Alice et Elsa mettent un point d'honneur à faire de leur concept un lieu de rencontre où l'on aime rester, discuter, échanger, créer et surtout revenir. Elles accueillent leurs visiteurs dans un cadre apaisant, entre le petit coin cosy où se poser à droite de l'entrée et le coin café-salon de thé où l'on aime se prélasser au bar, en dégustant des cakes bio artisanaux tout en troquant quelques astuces mode ou couture avec des professionnels, des passionnés mais aussi quelques curieux débutants. Que l'on soit là pour déposer, acheter, coudre ou apprendre, il est compliqué de ne faire que passer.

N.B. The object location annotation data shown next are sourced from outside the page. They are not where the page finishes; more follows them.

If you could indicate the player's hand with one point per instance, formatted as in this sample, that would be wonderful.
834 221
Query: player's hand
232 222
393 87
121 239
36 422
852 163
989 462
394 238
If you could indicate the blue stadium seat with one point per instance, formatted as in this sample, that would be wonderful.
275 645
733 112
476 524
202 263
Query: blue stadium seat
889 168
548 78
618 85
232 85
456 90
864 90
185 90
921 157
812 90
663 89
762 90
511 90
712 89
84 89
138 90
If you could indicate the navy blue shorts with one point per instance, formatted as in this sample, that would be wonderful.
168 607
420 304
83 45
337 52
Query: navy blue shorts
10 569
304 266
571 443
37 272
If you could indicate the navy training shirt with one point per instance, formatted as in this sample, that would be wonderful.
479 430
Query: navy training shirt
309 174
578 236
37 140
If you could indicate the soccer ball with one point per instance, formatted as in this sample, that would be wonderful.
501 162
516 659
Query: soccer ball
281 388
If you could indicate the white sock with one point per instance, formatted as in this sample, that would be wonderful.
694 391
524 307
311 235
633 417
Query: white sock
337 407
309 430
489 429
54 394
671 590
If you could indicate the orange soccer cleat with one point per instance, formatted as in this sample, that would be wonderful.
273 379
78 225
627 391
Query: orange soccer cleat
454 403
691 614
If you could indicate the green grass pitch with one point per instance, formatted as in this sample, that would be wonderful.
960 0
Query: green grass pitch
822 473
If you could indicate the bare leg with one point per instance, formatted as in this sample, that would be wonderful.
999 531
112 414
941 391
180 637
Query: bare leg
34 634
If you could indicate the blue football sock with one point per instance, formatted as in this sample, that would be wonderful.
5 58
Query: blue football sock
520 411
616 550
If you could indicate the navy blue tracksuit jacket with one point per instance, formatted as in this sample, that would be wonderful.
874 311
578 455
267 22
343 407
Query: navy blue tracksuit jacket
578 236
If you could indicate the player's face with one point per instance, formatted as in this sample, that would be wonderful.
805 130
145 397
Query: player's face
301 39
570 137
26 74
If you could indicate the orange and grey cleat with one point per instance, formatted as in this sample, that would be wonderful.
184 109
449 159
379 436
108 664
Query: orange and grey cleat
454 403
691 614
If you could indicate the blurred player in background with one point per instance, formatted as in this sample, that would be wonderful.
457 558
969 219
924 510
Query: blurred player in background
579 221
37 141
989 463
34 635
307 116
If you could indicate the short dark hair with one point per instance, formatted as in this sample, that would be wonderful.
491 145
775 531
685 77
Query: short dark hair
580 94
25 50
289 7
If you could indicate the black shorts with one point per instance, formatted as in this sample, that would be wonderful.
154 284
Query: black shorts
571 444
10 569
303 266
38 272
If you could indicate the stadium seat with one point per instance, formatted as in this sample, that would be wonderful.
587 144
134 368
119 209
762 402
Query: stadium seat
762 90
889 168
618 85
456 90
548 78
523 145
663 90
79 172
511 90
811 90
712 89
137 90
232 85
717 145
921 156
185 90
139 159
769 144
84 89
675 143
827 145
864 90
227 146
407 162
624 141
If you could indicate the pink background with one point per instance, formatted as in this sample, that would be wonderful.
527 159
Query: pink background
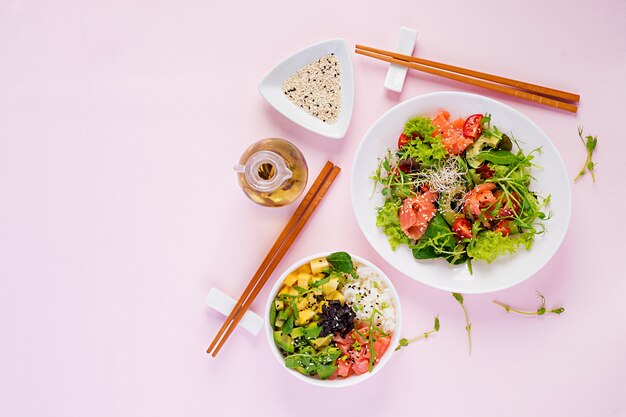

© Mathilde Bouthier de La Tour

Le nouveau berceau parisien de la mode éthique et éco-responsable

Alice (également directrice de l'association Mode Estime) et Elsa (ex "serial shoppeuse" repentie suite à une prise de conscience radicale) ont décidé, main dans la main, d'éduquer les fashion consommateurs à la mode éthique en leur montrant que s'habiller éco-responsable peut être ludique, facile et même stylé. Ainsi, au 22 rue du Chateau Landon, on propose aussi bien de recycler (La Recyclerie où l'on vient déposer ses vieux vêtements et accessoires mode - abîmés ou non - pour qu'ils soient triés puis revendus à bas prix sur place dans l'espace fripe, pour les produits en bon état, mais aussi mis à disposition des usagers de l'atelier ou donnés au réseau de collecte et de tri le Relais 75, pour les vêtements irrécupérables en l'état) que de shopper bio au sein de l'espace mercerie (La Boutique-café). Ici, vous trouverez aussi à l'achat une sélection de créations réalisées par des designers engagés.
Mais la Textilerie va plus loin et vous prend par la main pour que vous puissiez donner une seconde vie à vos vieux vêtements via des ateliers d'upcycling et un Repair café où l'on vous prodigue les bons conseils pour réparer, rafistoler votre robe fétiche bien usée. De quoi changer votre regard sur votre dressing et donner une âme à des vêtements bien trop souvent considérés comme jetables.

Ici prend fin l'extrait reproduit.